White Space Networking with Wi-Fi like Connectivity

This paper describes a MAC protocol for Wi-Fi-like whitespace networking ("WhiteFi"). The primary challenge is to choose and maintain choices of channels that avoid interference with existing users of the channel. To achieve this goal the hardware structure of a WhiteFi node includes both a scanner that drives a software-defined radio (used for access point detection and to detect ‘incumbents’ of channels) as well as a Wi-Fi-like radio.

To assign channels, the authors measure the utilization of each 6MHz frequency range and the number of active access points on each. Based on this, they estimate the share of bandwidth each node can expect receive and send these measurements to the access point. The AP choses a channel by aggregating these measurements (after taking into account which channels are used by incumbents seen by any end host or the AP).

To allow devices to quickly switch channels after incumbents are detected, a backup channel to which the AP listens (using its scanner radio) and clients fall back to in quiet periods is used.

The authors evaluated their active channel detection, AP discovery, and channel switching speed on an (apparently two-node) prototype deployment.

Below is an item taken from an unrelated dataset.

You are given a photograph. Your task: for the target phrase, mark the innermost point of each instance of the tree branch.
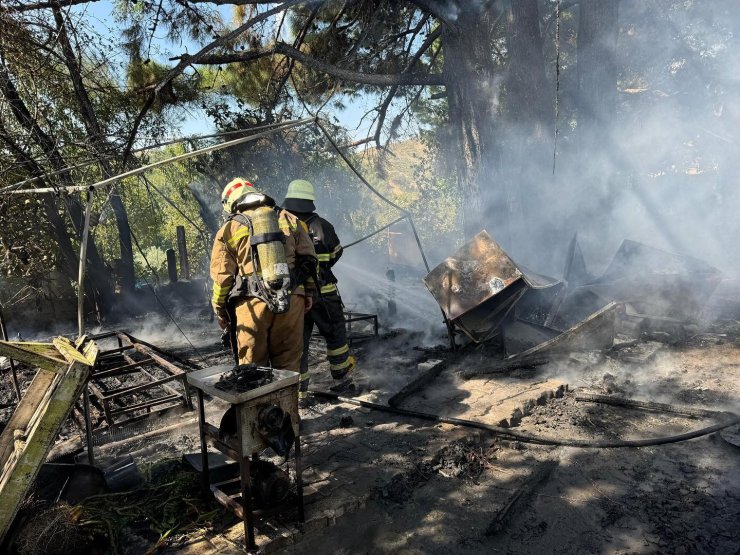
(188, 60)
(378, 79)
(43, 5)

They evaluated their channel selection algorithm in simulation and showed that it appeared to perform close the optimum in the presence of simulated background traffic, spatial variation.

Disappointingly, the authors don't appear to evaluate the effects their channel switching will have on end users. On their only experiment on the real testbed with this issue (Fig. 14) shows that there appears to be some serious throughput penalty when channel switching must occur, and from their evaluation it is not clear what effect that would likely have on transport protocols.